President Barack Obama’s last budget includes $19 billion for a package of “sweeping” measures to beef up the security of the nation’s computer networks.
The administration wove the initiatives together in its $4 trillion 2016 budget proposal as the Cybersecurity National Action Plan (CNAP), which it said would enable “long-term improvements in our approach to cybersecurity across the federal government, the private sector, and our personal lives.”
The budget request for the plan represents a 35% increase above current spending.
“The federal government — which is obligated to protect the information provided to it by the American people — has a unique responsibility to lead,” President Obama wrote in an op-ed in the Wall Street Journal. “But the fact is we still don’t have in place all the tools we need, including ones many businesses rely on every day.”

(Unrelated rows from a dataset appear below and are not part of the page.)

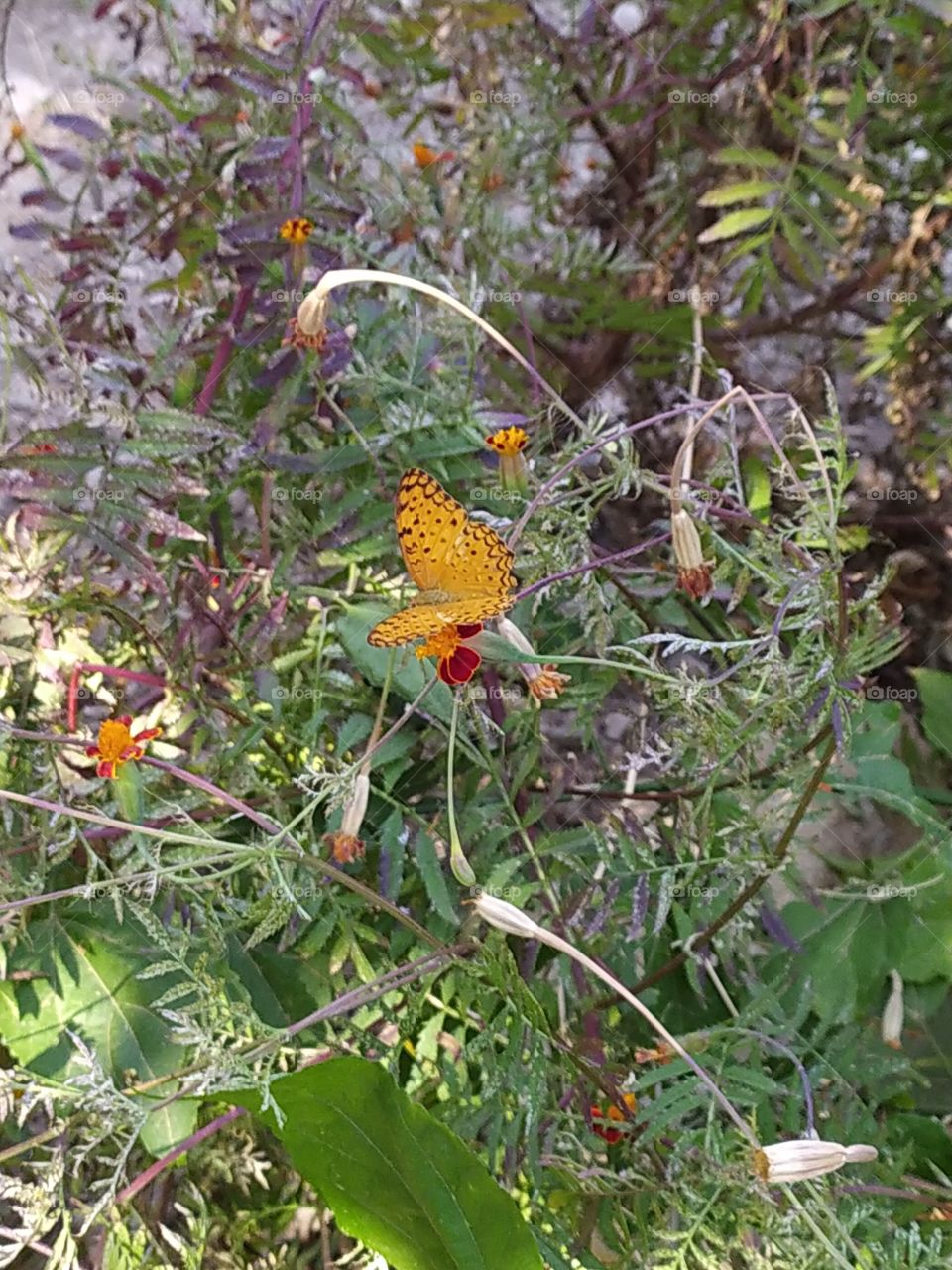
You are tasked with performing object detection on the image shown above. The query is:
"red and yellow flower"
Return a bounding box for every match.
[278,216,313,246]
[591,1093,639,1147]
[416,622,482,687]
[86,715,163,776]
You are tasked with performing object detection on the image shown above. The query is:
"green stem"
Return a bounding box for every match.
[447,693,476,886]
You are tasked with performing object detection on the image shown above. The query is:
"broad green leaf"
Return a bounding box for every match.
[0,902,198,1155]
[697,207,774,242]
[698,181,780,207]
[230,1058,543,1270]
[912,667,952,758]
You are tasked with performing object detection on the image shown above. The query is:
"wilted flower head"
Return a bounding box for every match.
[86,715,163,776]
[278,216,313,246]
[323,772,371,865]
[496,617,571,704]
[671,508,711,599]
[486,425,530,493]
[754,1138,879,1183]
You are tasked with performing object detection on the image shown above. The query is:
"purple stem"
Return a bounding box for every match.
[516,534,670,602]
[115,1107,245,1204]
[195,280,257,414]
[140,757,282,834]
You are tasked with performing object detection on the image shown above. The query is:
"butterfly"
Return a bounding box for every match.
[367,467,516,648]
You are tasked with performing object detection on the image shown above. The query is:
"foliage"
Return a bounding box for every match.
[0,0,952,1270]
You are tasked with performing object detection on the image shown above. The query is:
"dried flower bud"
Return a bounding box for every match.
[671,508,711,599]
[880,970,905,1049]
[754,1138,879,1183]
[472,890,545,940]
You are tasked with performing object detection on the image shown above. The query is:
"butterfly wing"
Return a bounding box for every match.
[367,595,513,648]
[395,467,516,599]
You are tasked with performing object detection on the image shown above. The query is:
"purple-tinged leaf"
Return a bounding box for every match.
[626,874,650,940]
[131,168,165,199]
[248,137,289,160]
[218,216,287,251]
[99,155,126,181]
[231,67,274,100]
[46,114,109,141]
[10,221,59,242]
[235,162,276,186]
[55,234,109,251]
[194,75,236,95]
[37,146,86,172]
[251,349,300,389]
[20,186,68,212]
[761,904,803,952]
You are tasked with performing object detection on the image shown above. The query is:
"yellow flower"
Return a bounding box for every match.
[278,216,313,246]
[498,617,571,704]
[486,425,530,493]
[486,425,530,458]
[86,715,163,776]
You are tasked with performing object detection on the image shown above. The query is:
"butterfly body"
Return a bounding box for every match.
[367,467,516,648]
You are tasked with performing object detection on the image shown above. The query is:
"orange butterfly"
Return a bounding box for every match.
[367,467,516,648]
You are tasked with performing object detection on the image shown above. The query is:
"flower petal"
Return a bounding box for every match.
[439,644,482,684]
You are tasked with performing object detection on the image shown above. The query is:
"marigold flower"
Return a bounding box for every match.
[590,1093,639,1147]
[414,141,456,169]
[86,715,163,776]
[754,1138,879,1183]
[278,216,313,246]
[416,622,482,687]
[486,425,530,493]
[671,509,712,599]
[498,617,571,704]
[486,425,530,458]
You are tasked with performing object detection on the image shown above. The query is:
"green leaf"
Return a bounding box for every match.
[231,1058,543,1270]
[698,181,780,207]
[697,207,774,242]
[711,146,785,168]
[912,667,952,758]
[0,904,198,1156]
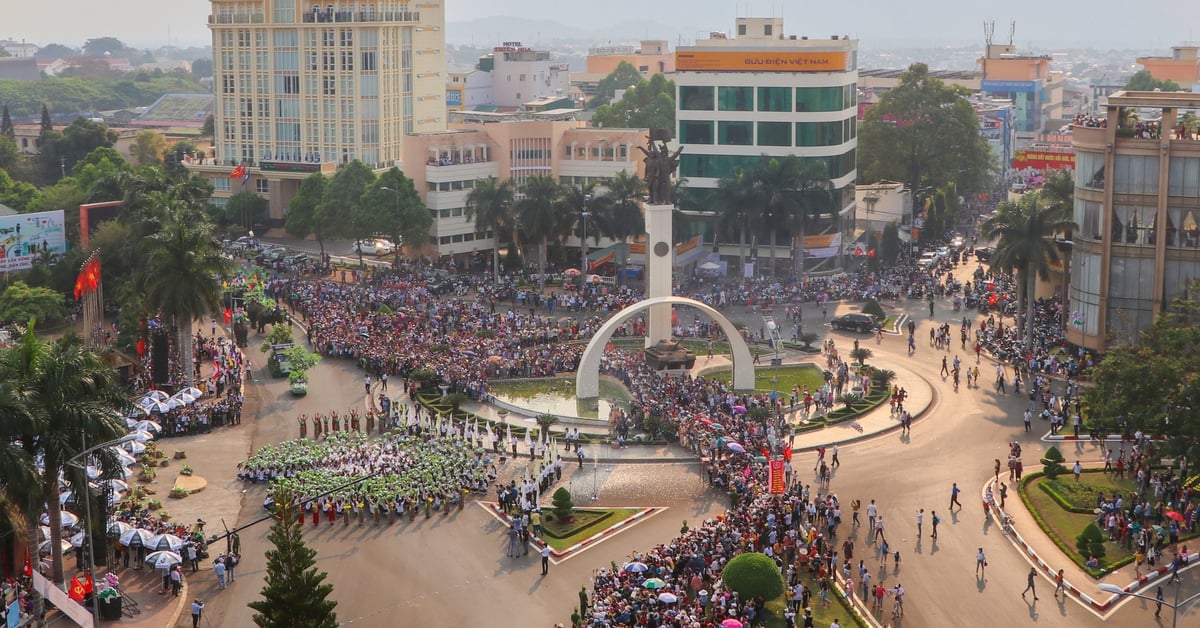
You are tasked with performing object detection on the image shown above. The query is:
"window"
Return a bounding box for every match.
[679,85,713,112]
[796,85,853,112]
[758,88,792,112]
[679,120,713,144]
[716,88,754,112]
[758,122,792,146]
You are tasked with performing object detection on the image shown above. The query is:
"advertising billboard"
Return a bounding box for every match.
[0,209,67,273]
[676,50,846,72]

The plan would, among other things, establish a panel of experts to advise the government on ways to improve its cybersecurity and protect citizens’ data, create a federal chief information security officer (CISO), and increase coordination between federal officials who focus on privacy issues.
Roughly $3 billion of the funding would go toward an information technology modernization fund, which would update the computer systems used by federal agencies. After the U.S. Office of Personnel Management reported in June that hackers had compromised its systems, a major review of the government’s “legacy” computer systems concluded they were not designed to withstand modern cyberattacks.
Security firms applauded the proposal, but also warned that the CISO would be ineffective, unless given direct power over the government’s cybersecurity infrastructure.
“Obviously it is a step in the right direction, but in many ways, it is just one more level of bureaucracy,” Avivah Litan, research vice president with business intelligence firm Gartner, told eWEEK.
The Wall Street Journal questioned whether Congress will approve the budget request. “Republicans have already signaled that they are not going to consider many parts of the White House’s budget request this year, dimming the chances of any new cybersecurity funding being approved,” it said.